La difficoltà di dialogo medico-paziente – scrive Paolo Veronesi nella prefazione – è uno dei grandi problemi della medicina del terzo millennio. Il che sembra un paradosso: non facciamo altro che comunicare dappertutto, noi tutti come anche i medici. Ma a ben guardare un paradosso forse non lo è, perché una cosa è comunicare con trasparenza competenza e correttezza, cosa che molti medici fanno su tanti giornali o siti web, altra cosa è riuscire ad ascoltare e saper parlare “all’interno di un rapporto a due, in cui una persona, il paziente, affida ad un’altra, il medico, ciò che ha di più prezioso, la salute e spesso la vita”.

Ecco, questa cosa qui non è così semplice, come la storia di Minnie attesta e in qualche modo anche denuncia. Nella storia di Minnie ci sono bravi medici, ma anche professionisti distratti, incapaci di trovare le parole giuste, sanitari sbrigativi, che sbagliano linguaggio e modi (che non sono forma mai, tanto meno quando l’interlocutore teme per la sua salute).

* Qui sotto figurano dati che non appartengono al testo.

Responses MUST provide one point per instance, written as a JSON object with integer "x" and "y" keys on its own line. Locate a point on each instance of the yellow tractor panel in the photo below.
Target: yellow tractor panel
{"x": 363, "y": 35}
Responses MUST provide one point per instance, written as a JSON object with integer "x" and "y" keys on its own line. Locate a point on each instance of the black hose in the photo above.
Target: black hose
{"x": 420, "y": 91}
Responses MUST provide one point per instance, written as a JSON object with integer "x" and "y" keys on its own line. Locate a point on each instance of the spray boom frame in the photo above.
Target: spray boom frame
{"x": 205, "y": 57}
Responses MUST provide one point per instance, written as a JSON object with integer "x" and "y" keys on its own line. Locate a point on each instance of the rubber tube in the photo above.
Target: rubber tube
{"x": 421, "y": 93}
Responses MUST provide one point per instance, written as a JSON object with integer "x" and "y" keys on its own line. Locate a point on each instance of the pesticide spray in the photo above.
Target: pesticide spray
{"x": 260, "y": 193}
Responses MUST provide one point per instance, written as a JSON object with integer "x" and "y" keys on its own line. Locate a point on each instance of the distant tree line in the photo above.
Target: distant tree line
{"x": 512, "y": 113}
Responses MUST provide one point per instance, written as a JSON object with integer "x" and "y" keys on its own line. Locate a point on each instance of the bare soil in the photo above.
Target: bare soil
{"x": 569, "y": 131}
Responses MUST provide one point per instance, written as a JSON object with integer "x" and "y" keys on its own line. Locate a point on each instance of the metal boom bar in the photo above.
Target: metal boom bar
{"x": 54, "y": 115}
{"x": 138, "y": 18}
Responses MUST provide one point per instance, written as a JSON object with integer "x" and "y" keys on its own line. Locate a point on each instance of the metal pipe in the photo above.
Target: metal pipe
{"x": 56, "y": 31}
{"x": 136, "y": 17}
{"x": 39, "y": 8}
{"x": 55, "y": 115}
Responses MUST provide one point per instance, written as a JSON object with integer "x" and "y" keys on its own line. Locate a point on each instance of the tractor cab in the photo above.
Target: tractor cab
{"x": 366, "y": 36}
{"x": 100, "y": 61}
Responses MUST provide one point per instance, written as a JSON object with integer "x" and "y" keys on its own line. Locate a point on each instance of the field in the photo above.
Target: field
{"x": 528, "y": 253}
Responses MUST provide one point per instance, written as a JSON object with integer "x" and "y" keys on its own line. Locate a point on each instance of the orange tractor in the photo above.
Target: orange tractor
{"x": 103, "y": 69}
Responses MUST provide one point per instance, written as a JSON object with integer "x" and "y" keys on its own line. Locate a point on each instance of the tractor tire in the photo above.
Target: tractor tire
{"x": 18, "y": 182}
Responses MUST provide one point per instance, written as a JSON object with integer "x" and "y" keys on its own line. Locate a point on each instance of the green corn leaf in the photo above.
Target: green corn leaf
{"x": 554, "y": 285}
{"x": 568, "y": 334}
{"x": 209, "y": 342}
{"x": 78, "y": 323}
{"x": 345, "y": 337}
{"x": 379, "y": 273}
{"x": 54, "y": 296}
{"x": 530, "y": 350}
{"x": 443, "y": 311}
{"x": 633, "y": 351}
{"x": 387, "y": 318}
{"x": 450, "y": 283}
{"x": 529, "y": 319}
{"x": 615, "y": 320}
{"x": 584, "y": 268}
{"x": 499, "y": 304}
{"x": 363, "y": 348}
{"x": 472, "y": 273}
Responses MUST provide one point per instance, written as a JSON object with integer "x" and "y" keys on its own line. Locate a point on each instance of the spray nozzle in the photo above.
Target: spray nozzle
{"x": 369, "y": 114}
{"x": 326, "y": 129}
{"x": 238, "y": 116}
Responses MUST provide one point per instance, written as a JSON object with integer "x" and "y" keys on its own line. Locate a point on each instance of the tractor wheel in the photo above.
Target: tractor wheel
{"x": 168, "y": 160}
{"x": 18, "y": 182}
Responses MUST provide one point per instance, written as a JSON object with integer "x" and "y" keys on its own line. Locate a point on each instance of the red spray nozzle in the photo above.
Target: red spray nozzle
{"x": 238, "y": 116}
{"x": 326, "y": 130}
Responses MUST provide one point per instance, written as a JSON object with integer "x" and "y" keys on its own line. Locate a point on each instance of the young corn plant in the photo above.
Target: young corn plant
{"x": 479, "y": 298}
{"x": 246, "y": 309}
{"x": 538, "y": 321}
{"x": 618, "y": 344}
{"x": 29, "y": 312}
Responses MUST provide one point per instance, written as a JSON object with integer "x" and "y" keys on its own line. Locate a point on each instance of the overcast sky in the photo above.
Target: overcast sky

Linguaggio e modi che vanno dall’eccessivamente distaccato al davvero troppo familiare. Eppure, da anni si discute della questione comunicazione medico-paziente e c’è una letteratura sul tema. E ci sono protocolli validati che indicano, per esempio, in che modo comunicare le diagnosi, come esemplifica Cicerone.

Gli ostacoli: tempo parole ed empatia

I principali ostacoli da superare per migliorare questa situazione? il Veronesi ne elenca tre: il tempo prima di tutto, poi le parole. “Raramente il medico conosce così profondamente il paziente da poter adattare le sue parole alla persona che ha di fronte. Quindi quando parla con il suo paziente, il medico più illuminato tenta di trovare un equilibrio fra la correttezza e la chiarezza delle informazioni, essendo preciso, ma non astruso, per poter trasmettere speranza, senza mai illudere. La ricerca del linguaggio giusto per ogni malato è un grande impegno, che non tutti si assumono, e che ci pone inesorabilmente di fronte al terzo ostacolo: l’empatia”. L’empatia è la capacità di immedesimarsi nell’altro, è fatta di parole ma anche di gesti e sguardi, ed è il cemento del rapporto medico-paziente. Si può coltivare e sviluppare, ma è in gran parte innata, dice Veronesi. Ha ragione, il che significa che la parte restante, almeno quella, si può imparare.